兩人劍招灑月兌,美而不華,清而不鈍,心遙在一旁目不轉楮,曾見識過教主和師姐們的劍法,但都是凌厲而充滿殺機,不過听教主說,那才是江湖人的劍法,是為生存而揮劍的劍法!而劍招清晰透徹,優美中蘊藏精髓,乃是王族之劍,是為舞劍而揮劍的劍法!

雖然同是以劍相搏,但卻各自有著劍法奧義,顯現出來的也是完全不同氣勢。所以,即便刺客再仿模,拔劍的那刻偽裝出江湖之劍的氣勢,一經交手,破綻就注定了。

此刻,兩人同時躍起,坐到了方才官兵搬來的靠椅上,開始了擺在面前的一盤棋局。

劍路是看清澈了,但這一會兒又下棋,讓心遙百思不得其解。對棋藝,她可是一竅不通,但接下來會發生什麼事情?心遙還是耐著性子,靜觀其變。

可過了有半個時辰,那兩人仍舊紋絲不動,專注于棋局之上。心遙望了望天色,心想教主交待的正事還未辦妥,還是趕路要緊。于是,轉身欲悄悄離開。

白衣蒙面人從手中飛出一枚白棋子,直射心遙的臉頰,幸得她反應靈敏,側身閃開,厭惡地目光瞄向了白衣男子,「暗算他人,豈是光明磊落之舉?哼,本姑娘不屑和你這種不入流的角色計較,告辭!」心遙言畢繼續前行,豈料白衣男子手中又飛出一枚白棋子,心遙身子向後一傾,又失重的後退了數步,險些被棋所傷,只听對方不溫不火地道,「姑娘,好厲的嘴啊!打擾了我等,想一走了之嗎?」。他邊說邊氣定神閑地將一枚棋子放入棋盤,吃掉了一排黑棋子。

「這公眾之地,憑什麼說本姑娘打擾了你們?朝廷說什麼要體恤民情,看你們這群宦官子弟會耍幾招劍法就肆意擾亂民安,到處‘獻寶’,孰不知有多可笑!」

英俊少年一舉而下,吃掉了一排白棋,不露聲色,「姑娘,小小年紀,口出狂言,不怕風大閃著了自己的舌頭?」

白衣男子搖著頭,「看來今天的興致盡毀了!」放下棋子望了眼杵在那里的女子,淡綠色的羅衣飄然,襯托出那張皙白標致的臉蛋,立刻精神煥發起來,「不過,尋得佳人也是件美事!」

「滿口胡言!」心遙厭惡地瞟了他一眼,心里卻隱隱不安。

白衣男子笑聲放蕩不羈,「本公子一向憐香惜玉,只要你能討本公子開心,那麼……」沒等白衣男子說完,心遙已怒不可遏拔劍出鞘,劍峰指向了白衣男子,「做夢!你這個不知羞恥的婬賊!」此時此刻,英俊少年慢條斯理地下完了最後一棋子,顯然輸贏已定,「你輸了,風易飄!」又稍稍望了心遙一眼,「姑娘,拔刀弄劍的事還是免了吧,這只是個玩笑罷了,別介意,請便吧!」

心遙投以難以理解的目光,這真是兩個奇怪的人。
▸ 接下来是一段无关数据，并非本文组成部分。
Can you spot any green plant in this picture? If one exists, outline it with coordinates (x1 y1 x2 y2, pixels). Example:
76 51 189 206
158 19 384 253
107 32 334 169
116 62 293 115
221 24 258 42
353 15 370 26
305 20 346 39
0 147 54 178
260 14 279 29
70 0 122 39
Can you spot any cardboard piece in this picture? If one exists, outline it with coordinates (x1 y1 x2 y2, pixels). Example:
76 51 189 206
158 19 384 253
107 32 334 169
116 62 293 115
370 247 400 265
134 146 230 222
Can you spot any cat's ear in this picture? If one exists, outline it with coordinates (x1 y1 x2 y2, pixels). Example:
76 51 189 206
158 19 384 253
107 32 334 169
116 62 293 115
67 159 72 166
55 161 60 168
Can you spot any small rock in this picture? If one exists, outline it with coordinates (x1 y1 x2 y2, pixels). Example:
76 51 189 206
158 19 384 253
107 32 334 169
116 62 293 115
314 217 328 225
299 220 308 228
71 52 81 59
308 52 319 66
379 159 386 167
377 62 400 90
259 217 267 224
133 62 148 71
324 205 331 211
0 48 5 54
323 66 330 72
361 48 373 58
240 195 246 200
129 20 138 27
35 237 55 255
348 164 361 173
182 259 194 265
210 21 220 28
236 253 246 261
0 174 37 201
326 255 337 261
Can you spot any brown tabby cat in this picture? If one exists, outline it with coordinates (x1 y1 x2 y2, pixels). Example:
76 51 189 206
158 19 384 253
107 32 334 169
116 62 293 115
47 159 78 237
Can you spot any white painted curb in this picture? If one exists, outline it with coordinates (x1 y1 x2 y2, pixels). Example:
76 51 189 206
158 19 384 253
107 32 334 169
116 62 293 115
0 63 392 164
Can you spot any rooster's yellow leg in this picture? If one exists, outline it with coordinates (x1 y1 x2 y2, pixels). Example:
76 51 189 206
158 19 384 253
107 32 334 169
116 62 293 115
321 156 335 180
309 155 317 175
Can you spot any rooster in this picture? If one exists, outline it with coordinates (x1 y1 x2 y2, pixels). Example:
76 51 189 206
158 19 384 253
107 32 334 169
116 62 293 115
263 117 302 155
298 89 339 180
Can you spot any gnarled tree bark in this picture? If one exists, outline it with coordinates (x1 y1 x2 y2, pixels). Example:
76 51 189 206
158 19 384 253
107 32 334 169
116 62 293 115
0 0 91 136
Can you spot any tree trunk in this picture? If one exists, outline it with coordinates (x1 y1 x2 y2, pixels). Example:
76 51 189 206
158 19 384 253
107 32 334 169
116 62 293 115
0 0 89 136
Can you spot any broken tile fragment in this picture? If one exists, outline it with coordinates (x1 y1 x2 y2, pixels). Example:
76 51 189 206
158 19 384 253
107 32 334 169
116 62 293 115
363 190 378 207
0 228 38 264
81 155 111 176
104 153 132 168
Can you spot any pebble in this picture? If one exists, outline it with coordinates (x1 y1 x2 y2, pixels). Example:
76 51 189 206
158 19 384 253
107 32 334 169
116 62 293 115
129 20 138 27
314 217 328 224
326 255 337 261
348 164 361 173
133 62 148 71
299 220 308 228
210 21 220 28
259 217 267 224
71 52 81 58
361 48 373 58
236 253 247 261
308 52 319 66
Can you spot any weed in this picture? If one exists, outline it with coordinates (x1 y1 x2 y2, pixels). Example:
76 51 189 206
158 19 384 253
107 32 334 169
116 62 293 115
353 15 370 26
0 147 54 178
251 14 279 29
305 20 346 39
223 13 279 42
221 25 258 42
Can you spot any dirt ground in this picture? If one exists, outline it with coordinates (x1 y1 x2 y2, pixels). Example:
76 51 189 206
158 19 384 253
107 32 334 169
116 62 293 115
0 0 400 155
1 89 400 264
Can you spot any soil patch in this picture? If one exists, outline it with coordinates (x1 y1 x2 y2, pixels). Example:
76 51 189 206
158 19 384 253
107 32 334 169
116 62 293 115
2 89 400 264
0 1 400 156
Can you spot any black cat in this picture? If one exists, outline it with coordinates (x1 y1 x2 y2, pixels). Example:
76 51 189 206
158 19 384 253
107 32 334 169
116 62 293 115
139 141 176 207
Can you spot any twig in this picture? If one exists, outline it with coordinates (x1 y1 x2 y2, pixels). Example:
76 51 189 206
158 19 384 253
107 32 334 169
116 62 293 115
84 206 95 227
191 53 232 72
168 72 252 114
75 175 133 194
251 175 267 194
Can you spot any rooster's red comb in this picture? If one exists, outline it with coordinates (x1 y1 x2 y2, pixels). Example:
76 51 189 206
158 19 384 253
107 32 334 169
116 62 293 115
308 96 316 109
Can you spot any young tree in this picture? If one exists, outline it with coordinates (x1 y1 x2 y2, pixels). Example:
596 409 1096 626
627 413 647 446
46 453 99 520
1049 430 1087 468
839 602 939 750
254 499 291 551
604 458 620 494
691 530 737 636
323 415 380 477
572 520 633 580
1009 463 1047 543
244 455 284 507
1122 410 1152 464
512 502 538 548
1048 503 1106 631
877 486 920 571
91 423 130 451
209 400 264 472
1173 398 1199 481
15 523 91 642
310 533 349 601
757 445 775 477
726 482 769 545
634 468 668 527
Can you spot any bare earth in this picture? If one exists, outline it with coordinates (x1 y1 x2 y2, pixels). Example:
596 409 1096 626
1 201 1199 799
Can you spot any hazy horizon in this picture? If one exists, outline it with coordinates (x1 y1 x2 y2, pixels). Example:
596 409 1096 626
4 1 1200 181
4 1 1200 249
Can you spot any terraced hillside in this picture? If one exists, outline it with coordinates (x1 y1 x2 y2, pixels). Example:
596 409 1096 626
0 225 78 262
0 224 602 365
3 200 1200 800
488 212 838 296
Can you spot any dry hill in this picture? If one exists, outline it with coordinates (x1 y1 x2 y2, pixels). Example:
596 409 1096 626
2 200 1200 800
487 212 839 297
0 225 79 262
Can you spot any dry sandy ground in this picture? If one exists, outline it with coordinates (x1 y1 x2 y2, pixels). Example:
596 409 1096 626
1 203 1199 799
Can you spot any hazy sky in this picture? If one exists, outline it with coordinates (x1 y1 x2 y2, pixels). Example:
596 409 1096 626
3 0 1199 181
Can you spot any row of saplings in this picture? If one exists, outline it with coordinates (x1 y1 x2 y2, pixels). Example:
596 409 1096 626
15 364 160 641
可時候不早,已容不得她再糾纏逗留,于是哼了一聲,收劍入鞘而去。看著可人兒遠去的背影,風易飄惋惜道,「穆兄,不會也是看上了她,故意做個順水人情吧?」

英俊少年含笑起身,「風兄,我只是不想你為難一個小姑娘,風流成性也不該強人所難,有失你身份啊!」

「誒,你知道我是風流成性,這會兒好不容易遇上位佳人,卻被你一句話給放走了,你還是不是我朋友?」

「噢?我有時還真不明白怎麼會交上你這個朋友呢?」被稱作穆兄的英俊少年緊鎖雙眉,瞅著白衣男子,然他卻不怒反笑,「而且還是摯交!」

見穆兄一臉無可奈何的表情,白衣男子整了整衣服,「好了,就此別過,下回再較高下!」言畢,風易飄縱地而起,猶如一縷白煙飄過,無影無蹤。而穆文躍付之一笑,坐回轎中移駕回府而去……
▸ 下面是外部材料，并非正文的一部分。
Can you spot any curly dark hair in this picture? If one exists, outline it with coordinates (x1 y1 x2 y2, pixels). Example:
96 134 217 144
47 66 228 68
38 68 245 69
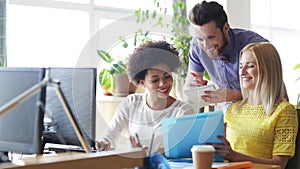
127 40 181 85
189 1 227 30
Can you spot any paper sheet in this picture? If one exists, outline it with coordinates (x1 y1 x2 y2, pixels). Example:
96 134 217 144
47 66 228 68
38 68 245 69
184 84 216 108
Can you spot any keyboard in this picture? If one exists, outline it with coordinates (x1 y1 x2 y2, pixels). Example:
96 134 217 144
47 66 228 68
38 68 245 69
44 143 99 153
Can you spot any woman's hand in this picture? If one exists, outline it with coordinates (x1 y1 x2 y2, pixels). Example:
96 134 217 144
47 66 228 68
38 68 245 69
129 135 142 148
212 135 290 169
211 135 238 161
95 139 111 151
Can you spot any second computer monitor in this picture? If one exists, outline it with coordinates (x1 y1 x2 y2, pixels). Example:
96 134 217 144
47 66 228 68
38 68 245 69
44 68 96 149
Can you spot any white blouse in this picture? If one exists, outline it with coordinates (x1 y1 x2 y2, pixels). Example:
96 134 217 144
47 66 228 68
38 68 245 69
101 93 195 153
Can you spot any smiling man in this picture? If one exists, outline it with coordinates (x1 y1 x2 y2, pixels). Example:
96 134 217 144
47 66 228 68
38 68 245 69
184 1 268 105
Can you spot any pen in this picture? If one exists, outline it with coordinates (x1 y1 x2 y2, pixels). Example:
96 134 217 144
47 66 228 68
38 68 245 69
134 133 148 157
135 133 141 147
191 72 197 77
190 72 198 86
148 132 155 156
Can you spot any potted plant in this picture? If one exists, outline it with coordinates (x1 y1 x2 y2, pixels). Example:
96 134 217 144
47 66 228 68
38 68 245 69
97 50 136 96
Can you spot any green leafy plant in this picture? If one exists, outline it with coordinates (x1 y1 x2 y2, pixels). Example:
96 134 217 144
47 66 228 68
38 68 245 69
294 63 300 108
133 1 210 80
134 1 191 78
294 64 300 81
128 1 190 99
97 50 127 93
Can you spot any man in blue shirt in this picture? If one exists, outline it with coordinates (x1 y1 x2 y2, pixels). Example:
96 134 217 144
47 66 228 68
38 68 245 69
184 1 268 104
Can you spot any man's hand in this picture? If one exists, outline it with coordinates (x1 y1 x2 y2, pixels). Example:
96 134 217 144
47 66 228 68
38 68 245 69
187 72 208 87
202 88 242 103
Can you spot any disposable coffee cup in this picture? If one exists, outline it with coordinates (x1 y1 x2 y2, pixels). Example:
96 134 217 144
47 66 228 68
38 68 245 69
191 145 215 169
對于心遙,這一路怪事回去一定得和師姐們說說,但此時月復中傳來咕咕叫聲,而天色也漸漸暗了下來,顯然是將有一場雷陣雨來臨。心遙思慮了片刻,決定在附近找上一家客棧歇腳再說。

踏入客棧,坐滿了人,卻異常安靜。

--有一張桌子,只有一個人坐著。心遙再次環顧了一下四周,實在沒有其他的空座,于是朝那兒走去。

氣氛凝重,心遙可以感覺所有人的目光都集中在自己的身上,除了一個人,心遙直直地望著他--

「姑娘,您是打歇兒還是住店?」小二湊上前來,笑得僵硬。

「都要!先上幾道小菜,一壺上好的女兒紅!」心遙擺了擺手,一副俠女的氣派。她的目光始終未曾離開過眼前這個人!

他,頭戴斗笠,一人佔著一張桌子,沉默地獨自飲酒,視他人無睹。

「兄台,可否借個地方坐下?」

「請便!」石剎天在斗笠下那張無表情的臉上抽動了下嘴角邊的肌肉,冷漠如冰。

心遙只覺得這整個客棧的人都怪怪的,特別是對面這個男人,仿若這氣氛都是由他凝造出來的。石剎天專注于自己的酒杯,未曾正眼瞧過面對面而坐的心遙一眼,心遙見他暢飲不停,于是將劍擱在一旁,自顧自吃了起來。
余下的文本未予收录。